Another point is that the ability to beat analyst estimates places the estimates in better focus as being accurate. A big concern with mega mergers is that the numbers get calculated incorrectly due to the complexity of merging the financials. According to updated analyst estimates, the average analyst expects American Airlines to earn nearly $5 in 2015 with some estimates topping $6. A prime example of the valuation proposition still left in the stock, United Airlines trades over $46 with estimates of earning $5.40 in 2015. American Airlines trades at only $33 with estimates that appear to be merging with those of the struggling United Airlines for the forward year. The below chart highlights the forward PEs for the major airlines:
Now that investors are more confident in the analyst estimates, the stock is likely to quickly grab a larger PE ratio. Not to mention, in general the airlines as an industry could see higher PE multiples consistent with other industries in the S&P 500 that trade at multiples around 15 or 16.
Costs Are A Major Wildcard
While solid operations and reduced pricing pressure are huge positives going into 2014, costs will be the major wildcard for the next couple of years. The majority of expenses fall into the categories of aircraft fuel and wages. These two numbers are huge wildcards because jet fuel prices have remained stubbornly high and could in the future provide a tailwind with the potential for costs to decline. Wages though might see some pressure. Historically, wages and benefits for labor unions were a killer for airlines. Over the last decade, unions have been held in check with all of the major airlines filing for bankruptcy forcing the mega mergers and huge job cuts. The big wildcard is whether unions start wanting a larger piece of the airline profit pie.

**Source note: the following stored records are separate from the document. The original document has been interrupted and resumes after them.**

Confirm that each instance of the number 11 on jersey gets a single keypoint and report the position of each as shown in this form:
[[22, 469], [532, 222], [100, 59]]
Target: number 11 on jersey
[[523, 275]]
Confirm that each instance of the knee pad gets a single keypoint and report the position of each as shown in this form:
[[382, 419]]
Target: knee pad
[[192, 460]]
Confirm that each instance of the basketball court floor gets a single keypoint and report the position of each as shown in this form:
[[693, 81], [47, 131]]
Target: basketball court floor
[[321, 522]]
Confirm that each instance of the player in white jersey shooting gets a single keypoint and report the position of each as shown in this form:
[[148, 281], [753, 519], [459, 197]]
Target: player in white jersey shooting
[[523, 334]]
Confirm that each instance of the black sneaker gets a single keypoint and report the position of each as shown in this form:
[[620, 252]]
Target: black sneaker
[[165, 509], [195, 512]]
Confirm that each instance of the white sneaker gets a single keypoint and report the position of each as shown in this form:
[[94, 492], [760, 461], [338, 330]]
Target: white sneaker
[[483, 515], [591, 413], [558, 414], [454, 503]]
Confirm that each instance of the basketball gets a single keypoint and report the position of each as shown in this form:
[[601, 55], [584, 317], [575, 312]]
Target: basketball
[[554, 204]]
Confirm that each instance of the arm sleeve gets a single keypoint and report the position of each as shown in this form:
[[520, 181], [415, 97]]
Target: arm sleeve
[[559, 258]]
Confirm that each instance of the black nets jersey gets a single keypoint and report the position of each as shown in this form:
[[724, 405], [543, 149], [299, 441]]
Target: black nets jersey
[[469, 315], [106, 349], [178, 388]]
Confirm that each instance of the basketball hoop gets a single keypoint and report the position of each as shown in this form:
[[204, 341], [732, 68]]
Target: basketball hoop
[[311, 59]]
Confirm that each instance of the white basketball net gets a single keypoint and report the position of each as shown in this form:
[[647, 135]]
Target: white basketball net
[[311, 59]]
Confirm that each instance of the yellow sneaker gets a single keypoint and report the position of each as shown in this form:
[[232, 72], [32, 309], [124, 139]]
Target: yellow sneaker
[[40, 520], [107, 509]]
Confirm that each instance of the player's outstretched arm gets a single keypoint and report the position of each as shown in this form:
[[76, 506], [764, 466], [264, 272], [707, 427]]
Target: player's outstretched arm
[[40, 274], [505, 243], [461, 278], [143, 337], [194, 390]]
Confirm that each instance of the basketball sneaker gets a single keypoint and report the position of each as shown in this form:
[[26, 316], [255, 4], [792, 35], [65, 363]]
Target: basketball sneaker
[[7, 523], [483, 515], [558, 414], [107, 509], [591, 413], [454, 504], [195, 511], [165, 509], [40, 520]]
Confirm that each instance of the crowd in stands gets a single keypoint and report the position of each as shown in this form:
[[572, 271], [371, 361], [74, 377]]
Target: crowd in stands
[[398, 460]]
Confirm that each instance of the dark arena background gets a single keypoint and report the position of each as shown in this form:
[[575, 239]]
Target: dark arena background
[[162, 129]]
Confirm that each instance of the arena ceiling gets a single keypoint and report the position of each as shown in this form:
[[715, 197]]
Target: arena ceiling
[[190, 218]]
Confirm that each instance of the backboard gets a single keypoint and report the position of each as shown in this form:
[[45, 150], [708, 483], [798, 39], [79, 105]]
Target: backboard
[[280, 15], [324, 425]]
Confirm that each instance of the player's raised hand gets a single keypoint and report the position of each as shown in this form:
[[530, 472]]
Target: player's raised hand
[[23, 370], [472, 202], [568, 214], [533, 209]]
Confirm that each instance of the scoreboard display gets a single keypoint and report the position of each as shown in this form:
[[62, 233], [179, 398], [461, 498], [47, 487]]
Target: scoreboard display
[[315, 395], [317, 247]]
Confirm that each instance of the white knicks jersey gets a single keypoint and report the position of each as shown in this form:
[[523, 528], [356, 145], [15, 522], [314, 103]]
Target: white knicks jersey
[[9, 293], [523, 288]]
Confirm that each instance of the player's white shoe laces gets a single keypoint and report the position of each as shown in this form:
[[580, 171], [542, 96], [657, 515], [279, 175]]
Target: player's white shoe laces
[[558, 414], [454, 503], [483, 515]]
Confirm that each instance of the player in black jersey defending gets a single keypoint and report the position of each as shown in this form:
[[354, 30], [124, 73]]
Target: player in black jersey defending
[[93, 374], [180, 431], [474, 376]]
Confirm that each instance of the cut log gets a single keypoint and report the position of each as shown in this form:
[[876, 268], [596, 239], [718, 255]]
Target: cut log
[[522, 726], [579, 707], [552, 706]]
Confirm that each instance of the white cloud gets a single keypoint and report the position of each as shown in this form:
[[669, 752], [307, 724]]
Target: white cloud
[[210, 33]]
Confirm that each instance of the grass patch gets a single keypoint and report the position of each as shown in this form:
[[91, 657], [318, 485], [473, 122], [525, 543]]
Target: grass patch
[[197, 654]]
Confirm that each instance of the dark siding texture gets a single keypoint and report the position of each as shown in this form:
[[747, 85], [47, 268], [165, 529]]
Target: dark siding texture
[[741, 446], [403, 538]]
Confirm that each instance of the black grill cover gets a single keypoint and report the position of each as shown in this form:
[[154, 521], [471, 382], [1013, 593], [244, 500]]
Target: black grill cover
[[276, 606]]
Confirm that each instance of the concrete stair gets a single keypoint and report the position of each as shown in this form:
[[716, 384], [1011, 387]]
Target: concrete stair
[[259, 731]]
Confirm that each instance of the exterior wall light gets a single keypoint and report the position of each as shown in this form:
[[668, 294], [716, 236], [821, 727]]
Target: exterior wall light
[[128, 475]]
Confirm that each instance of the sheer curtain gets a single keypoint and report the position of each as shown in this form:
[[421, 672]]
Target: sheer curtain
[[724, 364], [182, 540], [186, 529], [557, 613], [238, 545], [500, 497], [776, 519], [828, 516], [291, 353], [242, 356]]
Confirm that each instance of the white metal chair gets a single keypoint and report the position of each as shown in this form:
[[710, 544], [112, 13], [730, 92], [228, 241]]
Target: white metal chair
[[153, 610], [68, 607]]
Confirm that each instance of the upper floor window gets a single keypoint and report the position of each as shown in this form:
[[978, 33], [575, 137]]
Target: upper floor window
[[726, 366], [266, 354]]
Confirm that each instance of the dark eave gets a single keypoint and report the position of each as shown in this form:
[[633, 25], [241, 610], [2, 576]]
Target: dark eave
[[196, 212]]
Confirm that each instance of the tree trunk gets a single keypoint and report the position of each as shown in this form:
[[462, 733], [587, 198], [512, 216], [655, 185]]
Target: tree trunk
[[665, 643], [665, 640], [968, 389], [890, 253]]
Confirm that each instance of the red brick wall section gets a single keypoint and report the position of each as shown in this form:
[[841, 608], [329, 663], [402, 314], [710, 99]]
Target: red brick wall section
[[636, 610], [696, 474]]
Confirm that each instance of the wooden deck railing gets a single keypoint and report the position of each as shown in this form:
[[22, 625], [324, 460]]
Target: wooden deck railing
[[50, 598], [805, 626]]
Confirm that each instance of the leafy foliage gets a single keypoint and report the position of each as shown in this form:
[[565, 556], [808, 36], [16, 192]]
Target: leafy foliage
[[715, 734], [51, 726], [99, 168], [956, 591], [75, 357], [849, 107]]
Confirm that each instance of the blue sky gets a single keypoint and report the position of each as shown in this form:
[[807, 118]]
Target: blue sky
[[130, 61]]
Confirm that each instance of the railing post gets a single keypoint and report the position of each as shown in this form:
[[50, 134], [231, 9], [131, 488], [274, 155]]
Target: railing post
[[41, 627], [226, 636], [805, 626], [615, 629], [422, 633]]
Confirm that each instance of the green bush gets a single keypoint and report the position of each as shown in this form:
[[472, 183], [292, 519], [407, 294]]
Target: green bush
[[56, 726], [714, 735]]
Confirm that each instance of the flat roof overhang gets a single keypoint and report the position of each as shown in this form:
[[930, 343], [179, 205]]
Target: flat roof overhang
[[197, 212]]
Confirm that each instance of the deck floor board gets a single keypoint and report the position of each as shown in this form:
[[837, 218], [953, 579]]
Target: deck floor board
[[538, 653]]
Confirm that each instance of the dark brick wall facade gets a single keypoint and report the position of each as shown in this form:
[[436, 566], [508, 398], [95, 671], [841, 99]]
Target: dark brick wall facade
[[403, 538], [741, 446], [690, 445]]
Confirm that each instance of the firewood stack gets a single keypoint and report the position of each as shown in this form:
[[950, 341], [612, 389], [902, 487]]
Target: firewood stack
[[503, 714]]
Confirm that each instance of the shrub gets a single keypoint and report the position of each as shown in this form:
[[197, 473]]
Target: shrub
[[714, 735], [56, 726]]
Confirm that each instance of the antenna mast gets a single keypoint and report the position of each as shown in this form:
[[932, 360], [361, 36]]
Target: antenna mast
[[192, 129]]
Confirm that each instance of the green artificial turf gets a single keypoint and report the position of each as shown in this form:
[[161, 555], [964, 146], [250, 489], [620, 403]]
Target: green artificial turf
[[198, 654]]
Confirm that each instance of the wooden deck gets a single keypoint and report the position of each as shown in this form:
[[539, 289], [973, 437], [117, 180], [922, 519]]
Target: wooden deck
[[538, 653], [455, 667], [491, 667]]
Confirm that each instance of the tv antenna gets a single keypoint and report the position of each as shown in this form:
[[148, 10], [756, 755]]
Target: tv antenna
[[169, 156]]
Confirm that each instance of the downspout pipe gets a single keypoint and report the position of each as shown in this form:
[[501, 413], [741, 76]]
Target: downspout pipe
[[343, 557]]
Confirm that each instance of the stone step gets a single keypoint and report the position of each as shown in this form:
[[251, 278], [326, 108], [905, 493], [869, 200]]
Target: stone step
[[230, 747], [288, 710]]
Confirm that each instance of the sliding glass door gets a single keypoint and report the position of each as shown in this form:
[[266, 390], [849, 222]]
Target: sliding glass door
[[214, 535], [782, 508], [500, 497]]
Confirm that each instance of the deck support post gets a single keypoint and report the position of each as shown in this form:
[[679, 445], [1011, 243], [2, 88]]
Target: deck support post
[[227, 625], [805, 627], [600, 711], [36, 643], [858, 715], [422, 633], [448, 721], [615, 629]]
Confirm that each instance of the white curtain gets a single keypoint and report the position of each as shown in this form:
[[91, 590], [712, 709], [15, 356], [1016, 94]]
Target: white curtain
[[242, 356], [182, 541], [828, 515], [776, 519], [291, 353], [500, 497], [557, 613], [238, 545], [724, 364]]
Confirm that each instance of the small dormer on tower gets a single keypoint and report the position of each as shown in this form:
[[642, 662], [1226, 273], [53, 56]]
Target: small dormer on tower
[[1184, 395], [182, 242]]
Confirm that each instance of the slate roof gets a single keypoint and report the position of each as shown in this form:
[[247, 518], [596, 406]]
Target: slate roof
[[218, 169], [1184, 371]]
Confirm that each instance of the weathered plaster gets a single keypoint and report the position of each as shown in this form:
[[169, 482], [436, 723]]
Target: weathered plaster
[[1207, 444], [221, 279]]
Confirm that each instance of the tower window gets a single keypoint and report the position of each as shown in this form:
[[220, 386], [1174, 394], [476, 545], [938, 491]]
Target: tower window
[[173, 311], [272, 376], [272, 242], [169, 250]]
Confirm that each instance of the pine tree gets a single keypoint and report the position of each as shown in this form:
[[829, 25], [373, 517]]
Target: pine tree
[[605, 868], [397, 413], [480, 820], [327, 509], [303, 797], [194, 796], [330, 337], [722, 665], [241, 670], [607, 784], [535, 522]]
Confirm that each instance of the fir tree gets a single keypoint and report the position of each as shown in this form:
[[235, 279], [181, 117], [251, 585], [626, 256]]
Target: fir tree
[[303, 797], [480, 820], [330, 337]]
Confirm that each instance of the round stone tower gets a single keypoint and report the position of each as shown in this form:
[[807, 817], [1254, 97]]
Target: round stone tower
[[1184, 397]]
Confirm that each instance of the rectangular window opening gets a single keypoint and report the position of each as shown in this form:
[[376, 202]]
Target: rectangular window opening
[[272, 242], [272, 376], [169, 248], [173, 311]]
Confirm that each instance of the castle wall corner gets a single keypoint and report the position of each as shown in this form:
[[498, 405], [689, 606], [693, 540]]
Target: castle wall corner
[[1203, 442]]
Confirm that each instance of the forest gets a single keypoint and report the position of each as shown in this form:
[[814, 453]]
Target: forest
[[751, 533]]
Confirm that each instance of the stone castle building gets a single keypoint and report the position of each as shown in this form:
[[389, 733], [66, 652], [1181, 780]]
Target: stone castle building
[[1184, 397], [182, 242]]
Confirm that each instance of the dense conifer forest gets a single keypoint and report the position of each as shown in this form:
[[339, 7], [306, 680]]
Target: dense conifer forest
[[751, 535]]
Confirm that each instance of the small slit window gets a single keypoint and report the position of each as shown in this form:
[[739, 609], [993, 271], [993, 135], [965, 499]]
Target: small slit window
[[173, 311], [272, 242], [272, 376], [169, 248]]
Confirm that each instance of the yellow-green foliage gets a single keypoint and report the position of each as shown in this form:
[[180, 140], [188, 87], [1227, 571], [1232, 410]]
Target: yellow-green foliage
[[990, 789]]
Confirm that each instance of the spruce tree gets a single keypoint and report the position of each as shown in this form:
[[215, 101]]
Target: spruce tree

A recent small example of problems creeping up are the requests from the Port Authority of New York and New Jersey to immediately give employees a $1 an hour raise that make less than $9 an hour. The goal of the group is for airport contract workers to make over $10 an hour. It might appear to be a small problem, but investors need to keep an eye out for union issues.
CEO Doug Parker made an interesting statement on Mad Money that unions were more interested in job security and a career these days rather than higher wages and benefits that place the airlines back into a tough financial position.
Watching this development over the next couple of quarters will be key. The new American Airlines spent $2.7 billion on aircraft fuel and $2 billion on wages for the mainline operations that generated about $7.1 billion in revenues. Those costs accounted for 66% of mainline revenue and the numbers could go either way providing a tailwind or headwind to profits.
The night and day difference with the airline industry make the sector sill very attractive after huge gains. After reporting solid earnings in the fourth quarter, American Airlines has the most attractive earnings multiple in one of the most appealing industries assuming the costs stay under control.
Disclosure: I am long AAL. I wrote this article myself, and it expresses my own opinions. I am not receiving compensation for it (other than from Seeking Alpha). I have no business relationship with any company whose stock is mentioned in this article.
Additional disclosure: The information contained herein is for informational purposes only. Nothing in this article should be taken as a solicitation to purchase or sell securities. Before buying or selling any stock you should do your own research and reach your own conclusion or consult a financial advisor. Investing includes risks, including loss of principal.